Gamelanathon!
Stepping carefully in their stocking feet, the musicians thread their way among the array of low-lying gongs, drums, and metallophones and lower themselves cross-legged onto the floor. Lifting their padded mallets, they begin to play. The ringing sound of the metal bars, punctuated by the dry slap of the drum and the gong’s shimmering resonance, come together in a gentle, unhurried rhythm, a flowing narrative that seems to capture the miraculous within the pulse of the everyday.
This is gamelan, a word that refers to the extensive ensemble of percussion instruments now filling this room in Hilles. Originating in the Indonesian islands of Java and Bali, gamelan has been spreading internationally. There are many gamelan groups in the United States, playing both traditional and contemporary Indonesian music and pieces by local composers. This year, gamelan is making its debut at Harvard.
“Gamelan in Performance and Composition” is a proseminar taught by Music Professor Richard Wolf, an ethnomusicologist who specializes in the musical traditions of South Asia. The fact that the course exists at all and that Wolf’s students are actually learning to play the gamelan as well as studying it is due to a serendipitous series of events that began in 1939 with a visit by a young American composer to the Golden Gate International Exposition on San Francisco’s Treasure Island.

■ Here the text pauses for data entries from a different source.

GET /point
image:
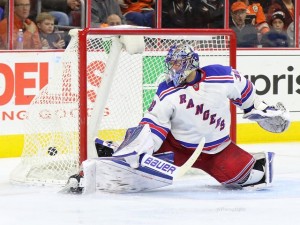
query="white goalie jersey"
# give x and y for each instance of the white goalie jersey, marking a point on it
(200, 108)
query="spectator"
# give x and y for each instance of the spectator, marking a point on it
(177, 14)
(256, 16)
(1, 13)
(101, 9)
(61, 9)
(246, 33)
(291, 34)
(31, 39)
(277, 37)
(287, 7)
(138, 12)
(112, 20)
(49, 39)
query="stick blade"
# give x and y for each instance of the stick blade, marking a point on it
(189, 163)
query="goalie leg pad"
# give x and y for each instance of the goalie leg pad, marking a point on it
(117, 176)
(267, 179)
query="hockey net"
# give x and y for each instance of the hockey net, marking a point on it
(103, 85)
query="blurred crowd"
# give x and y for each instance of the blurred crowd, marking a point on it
(45, 23)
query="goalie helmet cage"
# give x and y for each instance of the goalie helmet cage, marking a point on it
(103, 84)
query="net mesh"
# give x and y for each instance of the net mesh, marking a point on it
(51, 142)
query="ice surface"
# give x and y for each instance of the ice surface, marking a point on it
(194, 199)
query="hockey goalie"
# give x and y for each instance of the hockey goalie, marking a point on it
(189, 114)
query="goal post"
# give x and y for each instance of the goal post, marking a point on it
(103, 84)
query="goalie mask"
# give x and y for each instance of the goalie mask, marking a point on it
(180, 61)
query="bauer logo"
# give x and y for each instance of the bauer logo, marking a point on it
(160, 165)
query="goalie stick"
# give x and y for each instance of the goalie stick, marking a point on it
(152, 173)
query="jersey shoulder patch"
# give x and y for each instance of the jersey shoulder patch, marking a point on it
(165, 89)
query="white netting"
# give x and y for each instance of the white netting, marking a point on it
(120, 86)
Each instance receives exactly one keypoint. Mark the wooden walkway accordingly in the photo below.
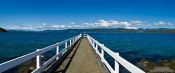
(81, 59)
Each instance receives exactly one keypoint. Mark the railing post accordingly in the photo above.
(102, 54)
(116, 64)
(65, 45)
(70, 42)
(38, 60)
(93, 44)
(57, 51)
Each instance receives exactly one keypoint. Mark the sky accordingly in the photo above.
(76, 14)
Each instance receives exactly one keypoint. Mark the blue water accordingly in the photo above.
(132, 46)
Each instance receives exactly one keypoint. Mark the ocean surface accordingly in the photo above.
(131, 46)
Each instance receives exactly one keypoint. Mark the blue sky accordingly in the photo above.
(59, 14)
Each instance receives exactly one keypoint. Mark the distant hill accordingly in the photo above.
(2, 30)
(123, 30)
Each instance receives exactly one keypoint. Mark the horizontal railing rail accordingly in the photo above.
(17, 61)
(118, 59)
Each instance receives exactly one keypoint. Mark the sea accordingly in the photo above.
(131, 46)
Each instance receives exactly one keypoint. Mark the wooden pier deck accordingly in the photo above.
(81, 54)
(81, 59)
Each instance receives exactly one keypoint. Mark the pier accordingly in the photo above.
(81, 54)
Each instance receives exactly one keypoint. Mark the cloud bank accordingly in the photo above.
(98, 24)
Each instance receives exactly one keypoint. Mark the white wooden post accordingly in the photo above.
(70, 42)
(38, 60)
(65, 45)
(116, 64)
(57, 51)
(93, 44)
(96, 47)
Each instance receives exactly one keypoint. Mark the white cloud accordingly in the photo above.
(98, 24)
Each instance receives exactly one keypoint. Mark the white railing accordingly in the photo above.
(118, 59)
(17, 61)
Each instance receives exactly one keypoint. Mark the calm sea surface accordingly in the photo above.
(131, 46)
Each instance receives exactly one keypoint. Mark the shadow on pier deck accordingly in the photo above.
(81, 59)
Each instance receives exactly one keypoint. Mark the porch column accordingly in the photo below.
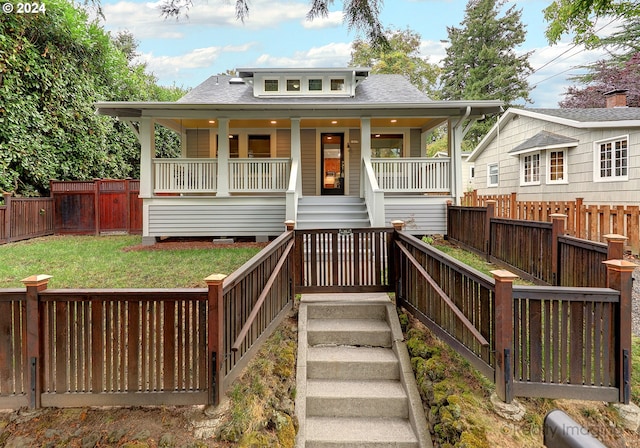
(296, 152)
(223, 157)
(455, 152)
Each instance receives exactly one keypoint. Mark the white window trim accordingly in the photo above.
(489, 165)
(523, 182)
(596, 160)
(565, 167)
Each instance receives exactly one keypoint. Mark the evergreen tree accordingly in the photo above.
(402, 57)
(482, 62)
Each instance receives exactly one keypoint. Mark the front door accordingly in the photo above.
(332, 156)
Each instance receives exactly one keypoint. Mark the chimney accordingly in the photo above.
(616, 98)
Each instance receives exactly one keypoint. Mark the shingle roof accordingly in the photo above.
(375, 89)
(594, 114)
(544, 139)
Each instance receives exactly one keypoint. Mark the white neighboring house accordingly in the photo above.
(325, 147)
(562, 154)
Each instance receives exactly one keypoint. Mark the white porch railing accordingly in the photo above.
(373, 196)
(201, 175)
(258, 175)
(185, 175)
(413, 175)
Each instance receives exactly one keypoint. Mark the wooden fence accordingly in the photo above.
(535, 250)
(590, 222)
(553, 342)
(23, 218)
(130, 347)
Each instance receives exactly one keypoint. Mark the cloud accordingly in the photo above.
(330, 55)
(333, 20)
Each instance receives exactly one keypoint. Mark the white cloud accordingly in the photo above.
(333, 20)
(331, 55)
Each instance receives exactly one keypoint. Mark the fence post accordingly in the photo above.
(558, 227)
(619, 277)
(504, 333)
(34, 284)
(491, 212)
(615, 246)
(215, 332)
(7, 216)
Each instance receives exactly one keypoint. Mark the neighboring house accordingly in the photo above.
(326, 148)
(562, 154)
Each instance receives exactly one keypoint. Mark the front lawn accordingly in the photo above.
(105, 262)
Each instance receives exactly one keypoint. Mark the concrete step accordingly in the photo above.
(333, 310)
(371, 399)
(356, 332)
(327, 432)
(352, 363)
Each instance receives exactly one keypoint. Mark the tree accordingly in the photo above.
(402, 56)
(580, 18)
(481, 61)
(605, 76)
(362, 15)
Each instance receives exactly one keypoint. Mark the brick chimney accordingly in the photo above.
(616, 98)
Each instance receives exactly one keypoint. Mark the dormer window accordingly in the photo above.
(293, 85)
(271, 85)
(337, 84)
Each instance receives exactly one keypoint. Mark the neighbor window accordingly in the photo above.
(386, 145)
(530, 169)
(337, 85)
(271, 85)
(492, 175)
(315, 85)
(557, 166)
(611, 159)
(293, 85)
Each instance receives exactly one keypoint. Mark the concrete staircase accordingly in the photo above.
(332, 212)
(355, 387)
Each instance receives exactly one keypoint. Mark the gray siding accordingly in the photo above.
(579, 165)
(308, 143)
(265, 218)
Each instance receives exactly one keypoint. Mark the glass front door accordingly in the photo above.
(332, 156)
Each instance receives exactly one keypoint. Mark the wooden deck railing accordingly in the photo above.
(413, 174)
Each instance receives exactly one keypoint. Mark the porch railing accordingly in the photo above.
(258, 175)
(185, 175)
(416, 174)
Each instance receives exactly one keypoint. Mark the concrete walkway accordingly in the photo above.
(355, 386)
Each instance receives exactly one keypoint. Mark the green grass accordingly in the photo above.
(103, 262)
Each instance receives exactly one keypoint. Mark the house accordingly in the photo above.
(324, 147)
(562, 154)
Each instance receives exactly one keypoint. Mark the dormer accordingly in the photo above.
(309, 82)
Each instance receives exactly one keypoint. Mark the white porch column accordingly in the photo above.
(147, 153)
(223, 157)
(296, 151)
(455, 152)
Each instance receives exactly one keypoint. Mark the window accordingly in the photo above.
(492, 175)
(293, 85)
(271, 85)
(386, 145)
(611, 159)
(530, 169)
(315, 85)
(557, 162)
(259, 146)
(337, 85)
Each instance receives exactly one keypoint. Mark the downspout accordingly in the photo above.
(456, 157)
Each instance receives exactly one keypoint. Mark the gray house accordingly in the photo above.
(562, 154)
(334, 147)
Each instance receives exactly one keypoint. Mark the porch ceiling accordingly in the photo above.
(279, 123)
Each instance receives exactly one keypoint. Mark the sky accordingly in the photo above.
(210, 41)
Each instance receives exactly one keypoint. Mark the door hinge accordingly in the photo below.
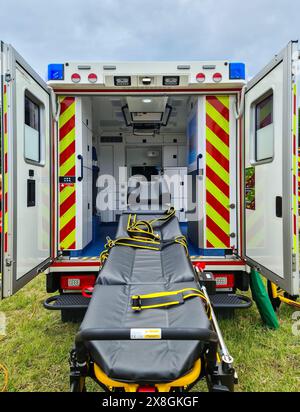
(294, 262)
(8, 261)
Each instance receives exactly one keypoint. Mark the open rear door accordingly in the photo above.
(25, 163)
(271, 171)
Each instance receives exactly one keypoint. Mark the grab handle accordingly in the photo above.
(199, 157)
(80, 157)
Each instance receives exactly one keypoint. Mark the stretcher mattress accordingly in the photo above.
(130, 272)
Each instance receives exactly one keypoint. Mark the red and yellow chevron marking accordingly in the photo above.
(5, 136)
(295, 173)
(67, 168)
(217, 172)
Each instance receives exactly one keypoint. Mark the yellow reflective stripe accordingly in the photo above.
(68, 241)
(224, 100)
(67, 140)
(217, 193)
(217, 117)
(65, 219)
(295, 171)
(217, 218)
(67, 115)
(66, 192)
(67, 166)
(214, 165)
(217, 143)
(216, 242)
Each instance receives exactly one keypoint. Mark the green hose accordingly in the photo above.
(262, 300)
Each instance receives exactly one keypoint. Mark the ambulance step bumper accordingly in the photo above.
(230, 301)
(66, 302)
(77, 301)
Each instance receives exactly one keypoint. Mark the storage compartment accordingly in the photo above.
(145, 158)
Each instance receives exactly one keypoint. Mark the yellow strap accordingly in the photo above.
(196, 293)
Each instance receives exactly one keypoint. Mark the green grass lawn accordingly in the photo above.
(36, 347)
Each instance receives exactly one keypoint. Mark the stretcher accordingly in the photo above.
(150, 325)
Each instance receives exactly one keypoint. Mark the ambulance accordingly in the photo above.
(69, 147)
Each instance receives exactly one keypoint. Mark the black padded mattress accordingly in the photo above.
(130, 272)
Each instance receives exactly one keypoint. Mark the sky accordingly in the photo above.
(54, 31)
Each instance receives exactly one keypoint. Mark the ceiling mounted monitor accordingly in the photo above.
(147, 114)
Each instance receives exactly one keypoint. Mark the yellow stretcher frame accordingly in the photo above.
(183, 382)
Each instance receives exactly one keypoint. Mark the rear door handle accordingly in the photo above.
(80, 157)
(278, 206)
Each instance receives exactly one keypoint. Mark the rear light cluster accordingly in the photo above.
(224, 280)
(201, 77)
(77, 283)
(76, 78)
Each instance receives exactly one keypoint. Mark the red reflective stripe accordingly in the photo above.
(213, 177)
(73, 246)
(65, 104)
(67, 128)
(219, 106)
(218, 232)
(71, 172)
(217, 130)
(67, 204)
(67, 153)
(5, 163)
(5, 123)
(214, 152)
(217, 206)
(68, 228)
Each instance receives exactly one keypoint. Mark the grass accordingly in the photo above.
(36, 347)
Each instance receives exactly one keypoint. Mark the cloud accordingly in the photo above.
(113, 30)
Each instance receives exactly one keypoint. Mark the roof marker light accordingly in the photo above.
(200, 77)
(75, 78)
(92, 78)
(237, 71)
(217, 77)
(55, 72)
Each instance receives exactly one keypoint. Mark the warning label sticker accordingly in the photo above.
(138, 334)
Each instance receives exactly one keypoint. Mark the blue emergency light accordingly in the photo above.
(237, 71)
(55, 72)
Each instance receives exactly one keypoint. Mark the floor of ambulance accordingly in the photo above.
(104, 230)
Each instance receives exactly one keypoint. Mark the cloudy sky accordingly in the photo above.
(111, 30)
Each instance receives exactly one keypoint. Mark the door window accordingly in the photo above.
(32, 132)
(264, 130)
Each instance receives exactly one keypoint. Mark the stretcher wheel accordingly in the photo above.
(78, 385)
(276, 302)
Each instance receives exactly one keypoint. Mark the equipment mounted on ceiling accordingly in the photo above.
(146, 115)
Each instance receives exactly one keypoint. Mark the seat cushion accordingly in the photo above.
(143, 361)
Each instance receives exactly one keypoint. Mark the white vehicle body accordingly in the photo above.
(47, 178)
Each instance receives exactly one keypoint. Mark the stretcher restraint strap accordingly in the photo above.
(166, 299)
(142, 236)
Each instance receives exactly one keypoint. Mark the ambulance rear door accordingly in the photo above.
(26, 172)
(271, 171)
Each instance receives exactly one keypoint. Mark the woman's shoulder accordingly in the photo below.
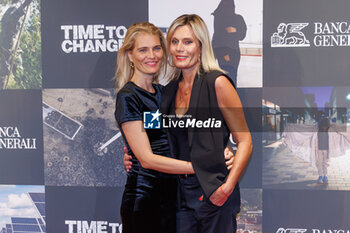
(211, 76)
(126, 91)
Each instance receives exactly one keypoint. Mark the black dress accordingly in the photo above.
(149, 199)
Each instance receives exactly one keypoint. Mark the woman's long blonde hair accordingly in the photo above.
(124, 72)
(200, 30)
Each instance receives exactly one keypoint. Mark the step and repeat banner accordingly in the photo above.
(61, 152)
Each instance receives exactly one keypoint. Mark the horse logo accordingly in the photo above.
(290, 35)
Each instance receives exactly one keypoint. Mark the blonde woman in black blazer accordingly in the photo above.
(208, 200)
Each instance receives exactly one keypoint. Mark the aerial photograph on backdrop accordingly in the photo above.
(22, 208)
(306, 138)
(82, 144)
(235, 28)
(20, 44)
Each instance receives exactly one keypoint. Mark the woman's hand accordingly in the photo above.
(127, 160)
(229, 157)
(220, 196)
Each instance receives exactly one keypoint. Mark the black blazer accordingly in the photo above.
(206, 145)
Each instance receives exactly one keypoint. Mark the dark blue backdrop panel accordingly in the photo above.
(321, 210)
(251, 101)
(312, 44)
(81, 204)
(21, 150)
(84, 69)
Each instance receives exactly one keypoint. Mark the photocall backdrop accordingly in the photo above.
(60, 149)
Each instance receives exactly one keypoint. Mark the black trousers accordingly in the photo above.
(196, 216)
(149, 203)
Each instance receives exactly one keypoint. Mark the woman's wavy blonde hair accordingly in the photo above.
(124, 72)
(200, 30)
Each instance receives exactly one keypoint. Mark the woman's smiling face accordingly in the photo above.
(185, 48)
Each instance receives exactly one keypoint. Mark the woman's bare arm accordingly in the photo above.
(139, 143)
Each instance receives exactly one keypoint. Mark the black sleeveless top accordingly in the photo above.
(131, 102)
(180, 138)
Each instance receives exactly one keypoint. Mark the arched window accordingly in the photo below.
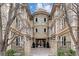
(44, 29)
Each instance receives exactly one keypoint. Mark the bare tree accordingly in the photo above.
(0, 28)
(11, 17)
(76, 41)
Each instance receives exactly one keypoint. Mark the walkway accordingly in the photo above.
(40, 51)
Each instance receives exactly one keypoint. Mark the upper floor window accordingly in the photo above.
(36, 30)
(64, 41)
(36, 19)
(17, 40)
(44, 19)
(44, 29)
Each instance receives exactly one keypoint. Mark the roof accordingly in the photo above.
(41, 11)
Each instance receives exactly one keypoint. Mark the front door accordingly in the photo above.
(40, 43)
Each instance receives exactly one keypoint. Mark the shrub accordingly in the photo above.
(10, 52)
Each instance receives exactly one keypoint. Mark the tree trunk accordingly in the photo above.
(71, 32)
(0, 31)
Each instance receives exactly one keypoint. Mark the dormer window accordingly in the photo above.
(44, 19)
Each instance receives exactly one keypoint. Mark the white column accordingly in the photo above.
(27, 47)
(53, 48)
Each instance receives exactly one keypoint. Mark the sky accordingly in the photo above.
(46, 6)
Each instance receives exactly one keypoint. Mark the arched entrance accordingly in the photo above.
(40, 43)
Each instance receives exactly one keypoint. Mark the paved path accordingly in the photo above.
(40, 51)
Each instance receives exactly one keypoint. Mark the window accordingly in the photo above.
(44, 29)
(44, 19)
(36, 30)
(17, 41)
(64, 42)
(36, 19)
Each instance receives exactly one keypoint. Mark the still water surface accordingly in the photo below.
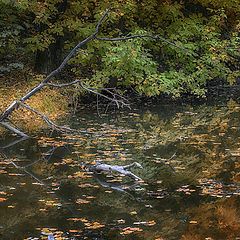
(190, 158)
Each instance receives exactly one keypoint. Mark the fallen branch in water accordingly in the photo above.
(111, 95)
(124, 170)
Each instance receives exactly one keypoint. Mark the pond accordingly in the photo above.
(190, 188)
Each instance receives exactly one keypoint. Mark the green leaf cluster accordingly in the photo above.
(202, 41)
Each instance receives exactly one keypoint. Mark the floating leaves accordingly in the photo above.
(3, 199)
(130, 230)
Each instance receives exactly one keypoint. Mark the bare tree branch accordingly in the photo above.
(116, 98)
(13, 129)
(63, 84)
(99, 167)
(36, 89)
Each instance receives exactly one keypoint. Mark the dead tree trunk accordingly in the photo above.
(116, 98)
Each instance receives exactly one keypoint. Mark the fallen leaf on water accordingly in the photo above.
(133, 213)
(193, 222)
(94, 225)
(82, 201)
(129, 230)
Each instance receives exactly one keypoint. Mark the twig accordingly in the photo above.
(13, 129)
(99, 167)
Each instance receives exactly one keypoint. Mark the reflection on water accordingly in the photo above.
(190, 158)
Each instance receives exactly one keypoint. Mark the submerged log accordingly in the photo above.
(124, 170)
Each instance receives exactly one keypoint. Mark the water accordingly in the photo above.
(190, 158)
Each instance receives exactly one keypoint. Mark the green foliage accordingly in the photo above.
(205, 35)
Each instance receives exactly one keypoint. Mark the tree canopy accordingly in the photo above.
(198, 42)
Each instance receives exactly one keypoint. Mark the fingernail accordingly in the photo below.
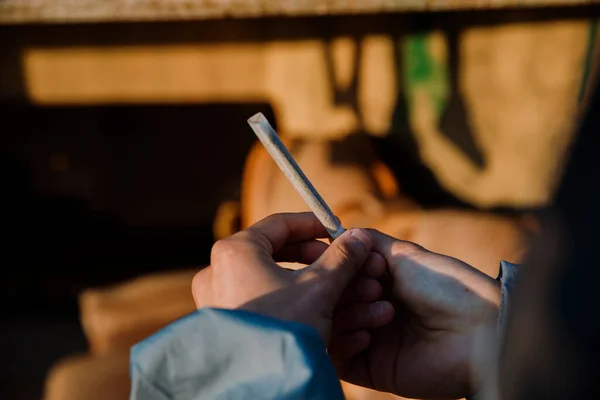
(376, 310)
(363, 288)
(361, 235)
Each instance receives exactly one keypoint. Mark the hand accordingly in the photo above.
(243, 272)
(434, 347)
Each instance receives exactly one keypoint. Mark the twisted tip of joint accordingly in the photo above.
(256, 118)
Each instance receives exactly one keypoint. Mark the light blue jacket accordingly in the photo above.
(232, 354)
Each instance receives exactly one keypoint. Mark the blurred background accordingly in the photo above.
(125, 152)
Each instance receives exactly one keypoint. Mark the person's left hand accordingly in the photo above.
(243, 273)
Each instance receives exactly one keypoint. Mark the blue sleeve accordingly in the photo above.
(232, 354)
(506, 276)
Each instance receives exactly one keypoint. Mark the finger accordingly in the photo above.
(202, 288)
(360, 316)
(361, 290)
(342, 260)
(349, 344)
(303, 252)
(273, 232)
(375, 266)
(391, 248)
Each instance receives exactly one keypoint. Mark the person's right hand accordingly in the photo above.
(434, 347)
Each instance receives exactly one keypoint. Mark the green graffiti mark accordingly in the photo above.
(423, 72)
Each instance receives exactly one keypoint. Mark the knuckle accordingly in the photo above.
(402, 248)
(345, 253)
(222, 249)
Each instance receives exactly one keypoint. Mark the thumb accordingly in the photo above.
(343, 259)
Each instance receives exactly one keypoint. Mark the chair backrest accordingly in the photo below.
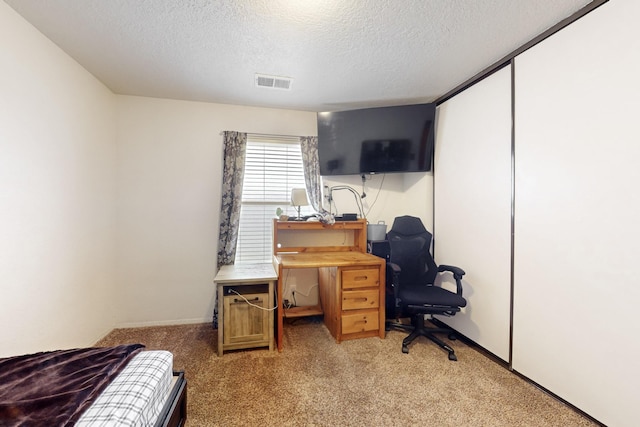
(410, 245)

The composer was Lou Harrison (1917–2003), whose operas, ballets, orchestral music, and film scores were to earn him an honored place in the history of 20th century music. It was at the exposition that Harrison heard his first live gamelan performance. The sound of the instruments stuck with him, and those early impressions were reinforced when he visited East Asia in the early 1960s. After returning to his home in Aptos, Calif., Harrison and his partner, William Colvig, an electrician and amateur musician, designed and built percussion instruments inspired by those sounds, including a set they called an “American gamelan.” Eventually, they built a full Javanese-style gamelan, using non-traditional materials such as plywood and aircraft aluminum, and tuning the instruments with the aid of an oscilloscope.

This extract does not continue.